0x00000060 : 00 00 00 03 00 00 00 32 00 00 00 1b 53 54 4d 69 .......2....STMi
0x00000070 : 63 72 6f 65 6c 65 63 74 72 6f 6e 69 63 73 20 53 croelectronics S
We can match the print against the DTB hexdump to verify that it’s been written
correctly (note the “d00dfeed” at the start of the DTB). Then issue the j or
jump instruction, and follow along with the debugger:
gdb)
69 push {r4} // CPSR after return
(gdb) del
(gdb) si
sm_smc_entry () at src/handoff.S:70
70 push {r3} // PC after return
(gdb)
sm_smc_entry () at src/handoff.S:71
71 rfefd sp
(gdb)
0xc0008000 in ?? ()
(gdb) file build/vmlinux
Reading symbols from build/vmlinux...
(gdb) si
__hyp_stub_install () at arch/arm/kernel/hyp-stub.S:73
73 arch/arm/kernel/hyp-stub.S: No such file or directory.
(gdb) directory build/linux-custom
Source directories searched: build/linux-custom;$cdir;$cwd
(gdb) si
0xc01149a4 73 store_primary_cpu_mode r4, r5
Above we see the last three instructions from the bootloader, and then we need
to switch GDB to the Linux kernel executable, and provide it the source code
directory. Then, we see one of the first instructions from the kernel being
executed, on line 73 of hyp-stub.S.
Step instruction (si) a couple times until we reach the branch to
__vet_atags. That routine is responsible to determine the validity of the r2
pointer that the bootloader is supposed to point to where we copied the DTB in
the memory. Let’s see what happens:
__vet_atags () at arch/arm/kernel/head-common.S:44
44 tst r2, #0x3 @ aligned?
45 bne 1f
47 ldr r5, [r2, #0]
49 ldr r6, =OF_DT_MAGIC @ is it a DTB?
50 cmp r5, r6
51 beq 2f
61 2: ret lr @ atag/dtb pointer is ok
Evidently the DTB pointer is good! Now we return back to the startup code and
proceed with enabling MMU, clearing memory, etc. I got tired of single-stepping
through memset and hit continue, and was amazed to find the following on the
serial monitor:
[ 0.000000] Booting Linux on physical CPU 0x0
[ 0.000000] Linux version 6.1.28 (jk@SRS1720) (arm-buildroot-linux-uclibcgnueabihf-gcc.br_real (Buildroot 2024.11-202-g3645e3b781-dirty) 13.3.0, GNU ld (GNU Binutils) 2.42) #1 SMP PREEMPT Thu Dec 18 17:02:40 PST 2025
[ 0.000000] CPU: ARMv7 Processor [410fc075] revision 5 (ARMv7), cr=10c5387d
[ 0.000000] CPU: div instructions available: patching division code
[ 0.000000] CPU: PIPT / VIPT nonaliasing data cache, VIPT aliasing instruction cache
[ 0.000000] OF: fdt: Machine model: STMicroelectronics STM32MP135F-DK Discovery Board
[ 0.000000] Memory policy: Data cache writealloc
[ 0.000000] cma: Reserved 64 MiB at 0xdc000000
[ 0.000000] Zone ranges:
[ 0.000000] Normal [mem 0x00000000c0000000-0x00000000dfffffff]
[ 0.000000] HighMem empty
[ 0.000000] Movable zone start for each node
[ 0.000000] Early memory node ranges
[ 0.000000] node 0: [mem 0x00000000c0000000-0x00000000dfffffff]

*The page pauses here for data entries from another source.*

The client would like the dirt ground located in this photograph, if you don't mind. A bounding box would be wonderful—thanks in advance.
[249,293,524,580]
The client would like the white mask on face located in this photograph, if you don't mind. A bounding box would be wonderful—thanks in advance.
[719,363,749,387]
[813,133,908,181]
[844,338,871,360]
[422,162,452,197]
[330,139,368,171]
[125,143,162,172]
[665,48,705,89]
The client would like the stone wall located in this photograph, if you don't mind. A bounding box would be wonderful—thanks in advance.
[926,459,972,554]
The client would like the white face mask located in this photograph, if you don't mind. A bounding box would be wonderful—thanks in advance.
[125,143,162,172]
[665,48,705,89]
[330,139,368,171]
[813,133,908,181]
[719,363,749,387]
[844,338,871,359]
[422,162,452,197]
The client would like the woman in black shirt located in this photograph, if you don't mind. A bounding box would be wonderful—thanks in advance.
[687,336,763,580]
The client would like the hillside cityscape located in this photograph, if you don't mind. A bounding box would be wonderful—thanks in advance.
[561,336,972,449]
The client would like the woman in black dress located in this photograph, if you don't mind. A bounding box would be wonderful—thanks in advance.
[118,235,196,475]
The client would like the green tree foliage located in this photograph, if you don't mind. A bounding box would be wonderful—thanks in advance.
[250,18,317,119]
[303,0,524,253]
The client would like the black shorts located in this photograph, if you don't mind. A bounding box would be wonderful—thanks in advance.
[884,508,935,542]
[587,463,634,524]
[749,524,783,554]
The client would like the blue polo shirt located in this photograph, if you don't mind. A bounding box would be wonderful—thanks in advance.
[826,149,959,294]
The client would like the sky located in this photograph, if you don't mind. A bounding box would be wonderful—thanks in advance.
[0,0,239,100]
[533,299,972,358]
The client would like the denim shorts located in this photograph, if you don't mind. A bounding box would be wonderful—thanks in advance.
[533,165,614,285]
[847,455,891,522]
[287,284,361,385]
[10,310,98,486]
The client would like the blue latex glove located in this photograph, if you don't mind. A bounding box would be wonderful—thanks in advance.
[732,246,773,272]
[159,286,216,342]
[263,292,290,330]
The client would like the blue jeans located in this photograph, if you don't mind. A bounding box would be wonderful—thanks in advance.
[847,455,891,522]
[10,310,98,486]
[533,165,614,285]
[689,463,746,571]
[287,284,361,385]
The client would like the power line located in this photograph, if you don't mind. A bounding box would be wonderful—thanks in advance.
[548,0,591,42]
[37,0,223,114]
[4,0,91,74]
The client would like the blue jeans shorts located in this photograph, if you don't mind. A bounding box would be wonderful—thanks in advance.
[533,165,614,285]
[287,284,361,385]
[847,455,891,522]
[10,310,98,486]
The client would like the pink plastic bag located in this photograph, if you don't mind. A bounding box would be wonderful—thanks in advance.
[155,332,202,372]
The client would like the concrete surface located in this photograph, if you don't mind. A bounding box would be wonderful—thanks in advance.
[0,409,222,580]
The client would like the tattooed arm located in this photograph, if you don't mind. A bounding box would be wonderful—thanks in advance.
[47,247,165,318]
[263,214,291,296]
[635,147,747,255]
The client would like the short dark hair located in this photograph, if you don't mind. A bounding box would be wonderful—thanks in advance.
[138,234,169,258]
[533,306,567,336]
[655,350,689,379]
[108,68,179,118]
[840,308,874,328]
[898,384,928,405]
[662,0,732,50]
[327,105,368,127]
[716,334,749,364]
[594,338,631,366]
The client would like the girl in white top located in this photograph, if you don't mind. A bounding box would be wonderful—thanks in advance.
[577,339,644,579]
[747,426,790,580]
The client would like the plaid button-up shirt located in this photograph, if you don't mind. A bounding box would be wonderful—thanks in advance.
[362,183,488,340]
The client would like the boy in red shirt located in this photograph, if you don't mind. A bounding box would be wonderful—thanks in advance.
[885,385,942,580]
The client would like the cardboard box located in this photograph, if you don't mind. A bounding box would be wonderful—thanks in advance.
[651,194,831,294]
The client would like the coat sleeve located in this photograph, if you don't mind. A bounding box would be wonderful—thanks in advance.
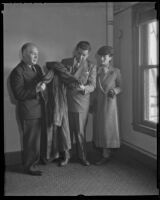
[113,69,122,95]
[85,65,97,94]
[10,69,37,101]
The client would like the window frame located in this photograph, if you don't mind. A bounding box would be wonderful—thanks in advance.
[132,2,159,137]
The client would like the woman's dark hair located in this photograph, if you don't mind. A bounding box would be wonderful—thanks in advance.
[97,46,113,56]
[76,41,91,51]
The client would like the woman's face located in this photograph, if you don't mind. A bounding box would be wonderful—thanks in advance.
[97,55,112,65]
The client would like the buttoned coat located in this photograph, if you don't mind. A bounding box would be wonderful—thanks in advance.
[10,61,43,119]
[93,66,121,148]
[62,58,96,113]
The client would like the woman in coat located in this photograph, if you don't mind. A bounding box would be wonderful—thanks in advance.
[93,46,121,165]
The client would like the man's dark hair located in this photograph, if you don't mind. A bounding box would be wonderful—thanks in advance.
[21,42,36,54]
[76,41,91,51]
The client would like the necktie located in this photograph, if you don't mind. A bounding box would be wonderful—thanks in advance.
[31,65,36,72]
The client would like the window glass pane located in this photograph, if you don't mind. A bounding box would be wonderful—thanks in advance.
[144,68,158,123]
[148,21,157,65]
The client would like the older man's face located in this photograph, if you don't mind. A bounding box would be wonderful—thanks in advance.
[23,46,39,65]
[75,48,89,62]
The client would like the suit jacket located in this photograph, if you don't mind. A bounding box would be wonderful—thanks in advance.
[62,58,96,112]
[10,61,43,119]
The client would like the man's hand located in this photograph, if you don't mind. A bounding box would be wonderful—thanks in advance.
[77,84,85,94]
[36,82,46,92]
[108,89,116,98]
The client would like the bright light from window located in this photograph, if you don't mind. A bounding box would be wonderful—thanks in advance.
[148,21,157,65]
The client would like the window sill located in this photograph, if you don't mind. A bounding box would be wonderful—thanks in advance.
[133,123,157,137]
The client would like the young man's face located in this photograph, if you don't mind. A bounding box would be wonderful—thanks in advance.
[23,46,39,65]
[75,48,89,62]
[97,55,112,65]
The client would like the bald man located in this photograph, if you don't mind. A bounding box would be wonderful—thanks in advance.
[10,43,46,176]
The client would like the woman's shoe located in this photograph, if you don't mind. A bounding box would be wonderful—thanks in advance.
[96,157,110,165]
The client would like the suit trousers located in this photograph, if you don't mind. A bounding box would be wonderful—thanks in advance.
[21,118,41,169]
[68,112,88,160]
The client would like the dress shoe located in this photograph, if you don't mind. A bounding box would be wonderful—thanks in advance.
[25,170,42,176]
[59,158,69,167]
[96,157,110,165]
[80,159,90,166]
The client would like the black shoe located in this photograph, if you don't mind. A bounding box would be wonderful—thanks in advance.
[95,157,110,165]
[39,159,48,165]
[59,158,69,167]
[80,159,90,166]
[25,170,42,176]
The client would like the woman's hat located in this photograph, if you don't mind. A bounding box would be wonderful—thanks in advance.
[97,46,113,56]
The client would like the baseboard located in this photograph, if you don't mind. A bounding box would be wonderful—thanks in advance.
[5,151,22,166]
[5,141,157,170]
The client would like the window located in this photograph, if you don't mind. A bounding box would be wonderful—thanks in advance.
[133,2,158,136]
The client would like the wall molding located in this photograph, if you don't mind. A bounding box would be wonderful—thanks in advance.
[121,140,157,160]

[ 0.000000] Initmem setup node 0 [mem 0x00000000c0000000-0x00000000dfffffff]
In other words: IT WORKS!!!
There’s an important step that had to take place before the “blink” example could run on the custom board: let go of the sheer excitement. Having worked on or with some kind of a Linux system for perhaps two decades, it was an almost surreal, mystical feeling to hold in my hands a board that I designed myself that is supposed to run the operating system. It’s what makes engineering a rewarding experience, but the mental jitter of it can also interfere with getting things done. After all, this is just routine work!